The iPhone has PDA Net client so one can tether the iPhone to a PC or Mac computer, however that is only half the story, one would need a client application to run on the iPad and the iPad does NOT run OSX, rather it runs app-store applications. My guess is that any attempt by the authors of PDA Net for client app on the app-store to support tethering of the iPad would be denied. Let’s hope not though, that would be really cool. The iPad does not have a conventional USB port, so a special adapter would be required if and when available.

Update 2010-05-23: Having accidentally cut my telephone line while trimming trees I have had to resort to PDANet and my Droid as my only form of internet at home :-) Initially I was horrified to learn that through updates via the Droid Market that my Droid would not tether because of a version conflict with my laptop, my laptop was out of date. Fortunately there was an easy fix I can share my workaround for those who need PDANet and a tethered Droid without any conventional internet access to begin with.

First you visit the PDANet download page using your Droid browser and download the windows or mac executable to the Droid’s SD card. Next you attach the Droid to the PC/Mac mount the Droid as an external USB device and transfer the executable to the PC/Mac. Install PDA Net from the downloaded file and it will automatically install the correct version on the Droid and you are now in business!!

Update 2010-05-24 : Android 2.2 (Froyo) will come out in June. Froyo includes built-in capability for tethering, so no need to use 3rd party products like PDANet. It will be interesting to see if the cell companies allow free tethering or if they will tack on a charge or not.




9 responses

5 02 2010
Mike M

Have you tried tethering to a Touch iPod? Probably not, as with the iPad?


6 02 2010

The only iPod device I have is the iPod Shuffle. So no, I have not tried to tether a cell phone to one. I see that many folks are asking to tether their cell phone to their iPod Touch in forums and blogs without much of a response. A few claim to have achieved it, so the possibility may still exist for both the iPod family and iPad devices.

29 04 2010

Tethered both iPod Touch and iPad.
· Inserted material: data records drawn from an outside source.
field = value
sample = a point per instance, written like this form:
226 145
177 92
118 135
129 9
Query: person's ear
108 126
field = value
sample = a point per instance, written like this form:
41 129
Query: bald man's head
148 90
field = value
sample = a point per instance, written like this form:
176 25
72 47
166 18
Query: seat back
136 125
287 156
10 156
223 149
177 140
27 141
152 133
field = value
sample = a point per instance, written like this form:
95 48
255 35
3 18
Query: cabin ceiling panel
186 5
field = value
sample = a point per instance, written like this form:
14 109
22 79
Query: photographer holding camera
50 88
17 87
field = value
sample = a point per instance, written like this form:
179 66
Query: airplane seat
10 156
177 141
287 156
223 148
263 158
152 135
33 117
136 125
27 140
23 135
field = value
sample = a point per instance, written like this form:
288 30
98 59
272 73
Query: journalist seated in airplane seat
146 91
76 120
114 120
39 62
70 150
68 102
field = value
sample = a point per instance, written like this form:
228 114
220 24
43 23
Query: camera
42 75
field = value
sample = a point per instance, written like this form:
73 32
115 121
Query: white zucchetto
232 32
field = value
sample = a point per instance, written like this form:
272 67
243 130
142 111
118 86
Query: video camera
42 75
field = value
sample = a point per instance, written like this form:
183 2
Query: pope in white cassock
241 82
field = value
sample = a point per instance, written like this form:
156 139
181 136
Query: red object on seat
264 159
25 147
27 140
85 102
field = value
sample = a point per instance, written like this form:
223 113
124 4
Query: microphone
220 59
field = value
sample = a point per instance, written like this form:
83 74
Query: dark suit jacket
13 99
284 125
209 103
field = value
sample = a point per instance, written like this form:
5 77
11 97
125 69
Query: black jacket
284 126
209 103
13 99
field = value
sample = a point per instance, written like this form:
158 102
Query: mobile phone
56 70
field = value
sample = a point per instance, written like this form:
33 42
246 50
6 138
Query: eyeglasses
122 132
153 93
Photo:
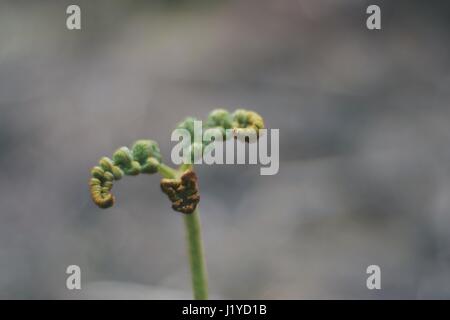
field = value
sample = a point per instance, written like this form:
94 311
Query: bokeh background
364 121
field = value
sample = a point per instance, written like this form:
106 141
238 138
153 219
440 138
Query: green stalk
194 242
196 255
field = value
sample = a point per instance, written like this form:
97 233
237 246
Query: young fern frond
180 185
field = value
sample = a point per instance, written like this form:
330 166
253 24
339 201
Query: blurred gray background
364 121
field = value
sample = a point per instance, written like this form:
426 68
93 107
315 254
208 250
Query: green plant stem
196 255
194 241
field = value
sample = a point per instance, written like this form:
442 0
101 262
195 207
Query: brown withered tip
182 192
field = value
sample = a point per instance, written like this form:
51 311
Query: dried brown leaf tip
183 192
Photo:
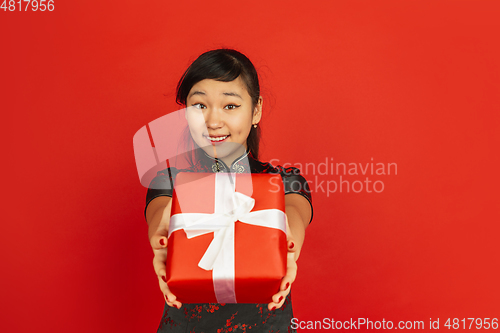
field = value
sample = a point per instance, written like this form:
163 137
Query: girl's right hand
158 217
159 245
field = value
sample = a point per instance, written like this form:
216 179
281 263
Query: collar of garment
239 165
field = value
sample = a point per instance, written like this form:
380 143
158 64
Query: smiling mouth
217 138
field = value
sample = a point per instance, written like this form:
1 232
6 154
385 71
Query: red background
409 82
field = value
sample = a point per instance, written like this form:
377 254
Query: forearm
158 215
297 228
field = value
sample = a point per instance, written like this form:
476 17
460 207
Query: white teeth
220 138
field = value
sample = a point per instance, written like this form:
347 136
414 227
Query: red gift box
232 225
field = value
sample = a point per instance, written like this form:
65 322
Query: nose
213 118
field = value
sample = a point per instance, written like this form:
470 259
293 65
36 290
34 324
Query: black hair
224 65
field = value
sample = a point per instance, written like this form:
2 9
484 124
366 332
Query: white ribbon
230 206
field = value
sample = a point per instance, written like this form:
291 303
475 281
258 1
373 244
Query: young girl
221 91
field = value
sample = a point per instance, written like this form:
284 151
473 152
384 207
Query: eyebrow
199 92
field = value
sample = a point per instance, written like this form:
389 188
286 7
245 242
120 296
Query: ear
257 112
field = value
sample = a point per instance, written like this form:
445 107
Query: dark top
217 317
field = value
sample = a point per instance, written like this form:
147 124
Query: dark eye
199 106
231 106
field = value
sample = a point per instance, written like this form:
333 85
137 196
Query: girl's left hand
291 272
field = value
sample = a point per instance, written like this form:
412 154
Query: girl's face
220 116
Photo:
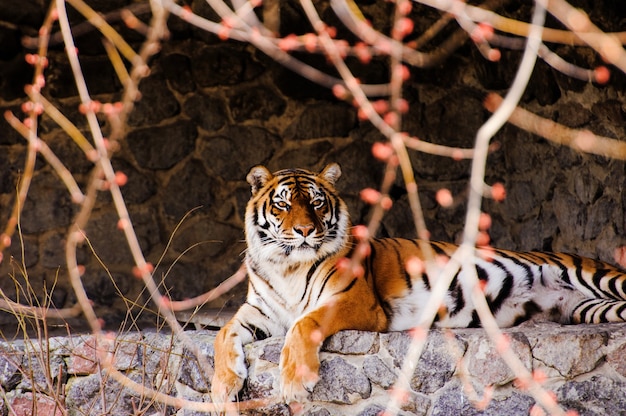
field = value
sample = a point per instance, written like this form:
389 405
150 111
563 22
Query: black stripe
578 264
597 277
564 269
257 333
505 290
456 292
438 250
604 312
583 312
613 287
309 275
407 276
369 261
529 275
475 322
256 307
347 288
482 273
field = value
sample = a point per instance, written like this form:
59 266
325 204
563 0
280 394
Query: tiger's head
295 216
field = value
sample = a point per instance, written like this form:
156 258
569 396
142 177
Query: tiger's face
295 216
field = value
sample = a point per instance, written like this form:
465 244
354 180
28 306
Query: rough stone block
379 372
352 342
437 362
575 355
340 382
597 396
23 405
483 361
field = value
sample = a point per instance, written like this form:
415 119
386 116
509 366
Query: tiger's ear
331 173
257 177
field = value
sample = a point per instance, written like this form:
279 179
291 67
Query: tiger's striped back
298 236
518 286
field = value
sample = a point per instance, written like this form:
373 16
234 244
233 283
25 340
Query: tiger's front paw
298 373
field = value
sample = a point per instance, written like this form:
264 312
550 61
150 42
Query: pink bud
444 197
370 196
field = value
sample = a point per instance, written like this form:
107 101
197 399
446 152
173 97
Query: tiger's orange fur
298 228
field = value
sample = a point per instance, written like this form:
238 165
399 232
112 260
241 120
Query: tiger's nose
304 229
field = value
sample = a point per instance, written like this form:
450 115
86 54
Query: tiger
298 232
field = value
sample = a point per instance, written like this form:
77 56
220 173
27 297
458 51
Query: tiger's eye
317 203
281 205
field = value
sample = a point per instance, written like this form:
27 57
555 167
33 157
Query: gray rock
485 364
452 401
352 342
594 397
10 360
378 372
340 382
575 356
436 364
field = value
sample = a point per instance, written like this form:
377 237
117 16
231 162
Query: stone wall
211 109
583 366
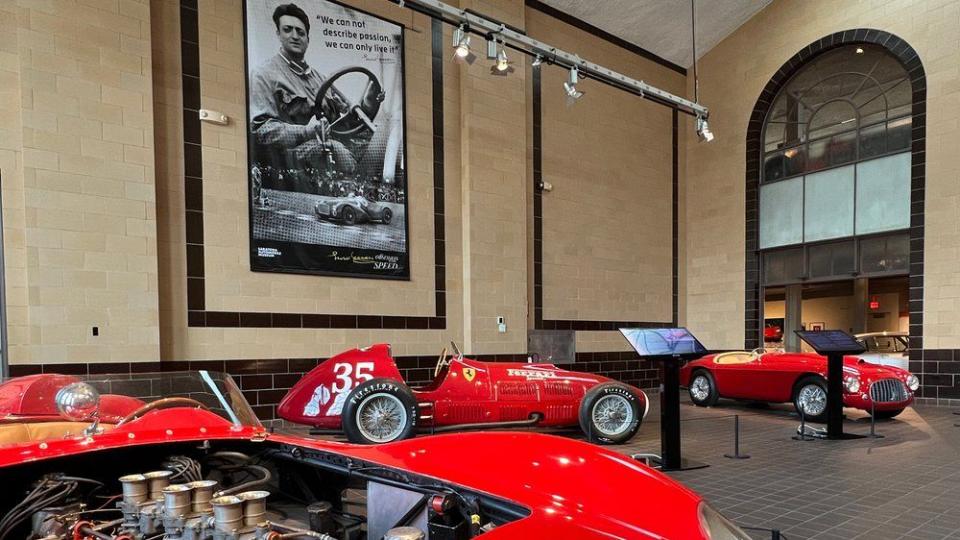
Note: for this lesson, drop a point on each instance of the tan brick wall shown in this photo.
(78, 185)
(91, 151)
(732, 76)
(607, 236)
(494, 190)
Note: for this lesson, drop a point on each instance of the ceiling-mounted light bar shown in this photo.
(534, 47)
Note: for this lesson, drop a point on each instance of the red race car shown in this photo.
(361, 392)
(780, 377)
(181, 456)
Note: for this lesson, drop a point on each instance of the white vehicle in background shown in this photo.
(885, 348)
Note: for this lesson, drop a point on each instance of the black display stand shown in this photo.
(684, 347)
(834, 344)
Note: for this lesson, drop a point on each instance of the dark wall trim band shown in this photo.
(921, 361)
(603, 34)
(197, 314)
(539, 323)
(265, 382)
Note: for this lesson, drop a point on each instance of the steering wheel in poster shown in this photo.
(351, 117)
(442, 362)
(164, 403)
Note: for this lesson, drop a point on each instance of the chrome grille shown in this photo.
(888, 390)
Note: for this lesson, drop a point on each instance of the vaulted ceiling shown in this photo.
(663, 26)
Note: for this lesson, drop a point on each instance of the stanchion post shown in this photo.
(803, 426)
(736, 440)
(873, 420)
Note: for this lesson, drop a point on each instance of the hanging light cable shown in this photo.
(570, 86)
(703, 129)
(461, 46)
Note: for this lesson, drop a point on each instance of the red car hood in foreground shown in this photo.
(573, 489)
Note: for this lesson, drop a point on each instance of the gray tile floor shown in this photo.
(905, 485)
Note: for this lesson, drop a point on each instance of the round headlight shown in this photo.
(715, 526)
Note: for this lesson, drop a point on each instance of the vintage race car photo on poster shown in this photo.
(182, 456)
(800, 378)
(362, 392)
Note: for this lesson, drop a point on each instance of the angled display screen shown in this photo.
(831, 341)
(663, 341)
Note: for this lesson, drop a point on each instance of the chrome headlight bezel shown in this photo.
(713, 524)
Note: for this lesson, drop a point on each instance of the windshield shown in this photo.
(29, 410)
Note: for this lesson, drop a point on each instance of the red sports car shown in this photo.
(361, 392)
(780, 377)
(181, 456)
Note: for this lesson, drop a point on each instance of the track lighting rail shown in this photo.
(534, 47)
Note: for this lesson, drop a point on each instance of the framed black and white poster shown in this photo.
(326, 140)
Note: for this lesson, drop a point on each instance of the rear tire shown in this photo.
(810, 393)
(703, 389)
(883, 415)
(610, 413)
(379, 411)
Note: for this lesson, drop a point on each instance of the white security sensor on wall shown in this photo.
(214, 117)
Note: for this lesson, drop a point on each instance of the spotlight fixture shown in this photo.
(503, 66)
(570, 86)
(703, 130)
(461, 46)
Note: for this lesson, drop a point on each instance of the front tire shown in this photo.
(348, 215)
(610, 413)
(810, 398)
(379, 411)
(883, 415)
(703, 389)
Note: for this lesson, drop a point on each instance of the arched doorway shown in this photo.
(835, 185)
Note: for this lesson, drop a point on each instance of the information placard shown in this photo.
(831, 341)
(663, 341)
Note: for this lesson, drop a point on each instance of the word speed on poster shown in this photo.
(326, 140)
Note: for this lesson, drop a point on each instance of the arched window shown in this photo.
(835, 176)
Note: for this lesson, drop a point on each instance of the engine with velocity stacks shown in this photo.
(241, 491)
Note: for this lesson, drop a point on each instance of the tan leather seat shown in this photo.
(38, 431)
(735, 357)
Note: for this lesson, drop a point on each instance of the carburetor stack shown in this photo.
(151, 505)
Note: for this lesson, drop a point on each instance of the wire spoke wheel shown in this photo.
(381, 417)
(700, 388)
(812, 399)
(612, 415)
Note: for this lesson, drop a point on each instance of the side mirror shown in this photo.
(78, 402)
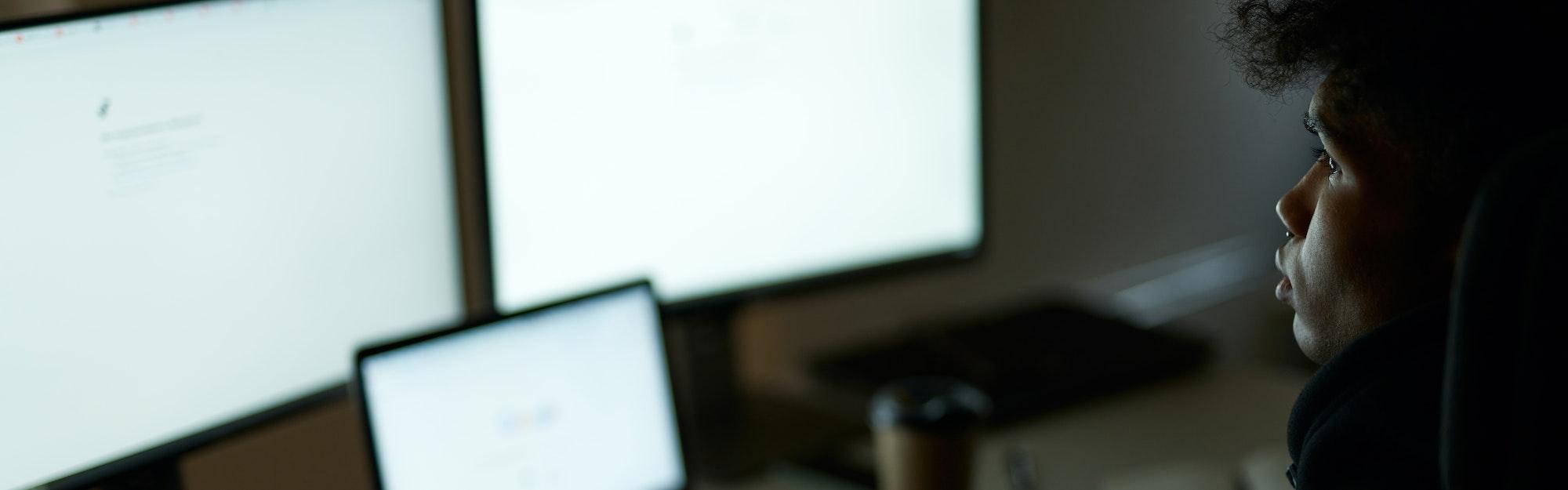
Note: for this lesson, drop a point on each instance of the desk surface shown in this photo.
(1192, 432)
(1183, 434)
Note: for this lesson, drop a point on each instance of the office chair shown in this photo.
(1508, 333)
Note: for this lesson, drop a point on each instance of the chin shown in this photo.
(1310, 341)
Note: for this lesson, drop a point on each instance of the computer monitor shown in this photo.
(727, 147)
(206, 208)
(561, 397)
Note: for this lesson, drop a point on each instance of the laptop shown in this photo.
(575, 394)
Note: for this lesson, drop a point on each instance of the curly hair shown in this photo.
(1450, 84)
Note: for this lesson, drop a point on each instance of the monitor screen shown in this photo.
(206, 208)
(720, 147)
(565, 397)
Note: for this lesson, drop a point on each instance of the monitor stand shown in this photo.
(158, 474)
(730, 432)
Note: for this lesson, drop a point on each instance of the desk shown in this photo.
(1180, 434)
(1186, 434)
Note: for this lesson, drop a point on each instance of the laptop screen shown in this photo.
(568, 396)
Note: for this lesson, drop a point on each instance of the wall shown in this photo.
(1120, 136)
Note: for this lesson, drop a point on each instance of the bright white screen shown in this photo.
(572, 397)
(203, 211)
(720, 145)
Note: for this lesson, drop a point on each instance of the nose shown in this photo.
(1298, 205)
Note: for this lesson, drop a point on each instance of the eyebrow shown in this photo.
(1312, 123)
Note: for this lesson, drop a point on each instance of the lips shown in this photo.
(1283, 289)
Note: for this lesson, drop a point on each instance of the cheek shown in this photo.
(1332, 261)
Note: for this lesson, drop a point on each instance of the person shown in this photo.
(1414, 103)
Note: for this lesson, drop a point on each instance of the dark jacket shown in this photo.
(1370, 416)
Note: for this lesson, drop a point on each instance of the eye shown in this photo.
(1321, 158)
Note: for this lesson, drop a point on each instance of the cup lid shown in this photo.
(938, 404)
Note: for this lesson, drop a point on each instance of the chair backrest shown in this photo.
(1508, 328)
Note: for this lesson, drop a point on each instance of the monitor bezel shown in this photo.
(322, 396)
(849, 274)
(358, 387)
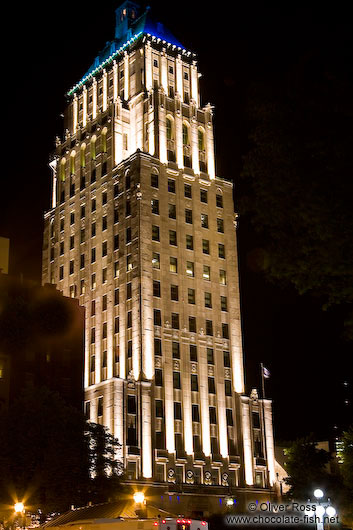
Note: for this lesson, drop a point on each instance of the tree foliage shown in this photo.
(298, 176)
(305, 466)
(51, 457)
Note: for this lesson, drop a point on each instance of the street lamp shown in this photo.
(19, 507)
(139, 497)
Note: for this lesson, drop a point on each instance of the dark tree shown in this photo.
(48, 453)
(298, 177)
(305, 466)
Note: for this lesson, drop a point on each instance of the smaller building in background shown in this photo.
(4, 255)
(41, 341)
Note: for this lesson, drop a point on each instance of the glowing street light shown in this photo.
(139, 497)
(318, 494)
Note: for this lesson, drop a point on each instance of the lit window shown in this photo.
(190, 268)
(156, 260)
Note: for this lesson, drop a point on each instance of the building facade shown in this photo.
(142, 232)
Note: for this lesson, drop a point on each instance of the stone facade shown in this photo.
(142, 232)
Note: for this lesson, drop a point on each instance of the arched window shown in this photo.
(201, 138)
(72, 162)
(83, 155)
(186, 140)
(104, 140)
(170, 128)
(93, 147)
(62, 169)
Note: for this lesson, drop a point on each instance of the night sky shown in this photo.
(50, 48)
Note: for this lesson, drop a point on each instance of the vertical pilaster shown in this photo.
(146, 429)
(247, 444)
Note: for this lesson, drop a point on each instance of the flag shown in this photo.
(265, 373)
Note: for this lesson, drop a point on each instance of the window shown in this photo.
(129, 263)
(211, 385)
(176, 380)
(208, 300)
(177, 410)
(187, 191)
(226, 359)
(219, 201)
(228, 387)
(157, 319)
(159, 408)
(190, 269)
(100, 407)
(189, 242)
(221, 251)
(188, 216)
(104, 302)
(191, 296)
(127, 208)
(158, 347)
(175, 320)
(204, 220)
(203, 196)
(128, 291)
(192, 324)
(155, 233)
(171, 185)
(174, 292)
(158, 377)
(173, 264)
(225, 331)
(213, 415)
(155, 206)
(154, 180)
(193, 353)
(172, 238)
(205, 246)
(131, 404)
(206, 272)
(176, 350)
(156, 288)
(172, 211)
(209, 327)
(229, 416)
(210, 356)
(220, 226)
(194, 383)
(195, 413)
(224, 303)
(156, 260)
(222, 277)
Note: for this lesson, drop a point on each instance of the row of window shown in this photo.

Using ANetShare and Wireless Tether for Root Users (had to root my Droid Eris (Verizon) from 1.5 to 2.1) apps.

Once installed, I turn on ANetShare and using iPod Touch or iPad, go into network settings and which ever name you choose (in my case I simply use Android), once the iPod/iPad recognizes the name, I choose that network.

Then, I go to Wireless Tether for Root Users app and click on it, and you then begin to see the up/down KBs.

I then go back to my phone and accept the connection via ANetShare.

From this point on, I have wireless internet access (no need for USB connection).

Hope this helps.

29 04 2010

BTW… PDA Net works great with my laptop, but with no app for the iPod/iPad, best bet would be to use ANetShare and Wireless Tether for Root Users.

8 10 2010
C Olsen

OK, being totally not savvy on these things: I have a Droid and was told that it did not have broadband capabilities. I am unsure as to HOW to actually install the capability. I can and understand it but I guess I’m unsure as to what it will do to the phone or my laptop?????

9 10 2010


The Droid uses 3g wireless, which performs quite well if you look at the speed tests I did. When 3g is all that existed we were told we had broadband on our phones, now that 4g has been invented that is now considered broadband.

Doesn’t matter what you call it, it works fine as a modem. Just use PDANet as described, no need to ‘activate’ anything on your phone, except the USB debug mode I detailed.


30 10 2010
Photoelectric Smoke Detector :

wireless internet is simply the best though sometimes the signal fluctuates depending on the weather condition “

3 12 2010
Wire Gauge

you can always tell the quality of USB cables by looking at the thickness of the cable. thicker usb cables have higher quality :”*

18 06 2011
Vampire Princess

I have a the Droid 1st Gen and have downloaded PDA Net program on my Mac and then connected my Droid and had it install it and turned on tethering debug yet I have no internet connection on my Mac. I turned the AirPort off so that I could test the connection via my Droid bc I need it when there will be no other internet available. Its a brand new mac. Can anybody help please? Thanks!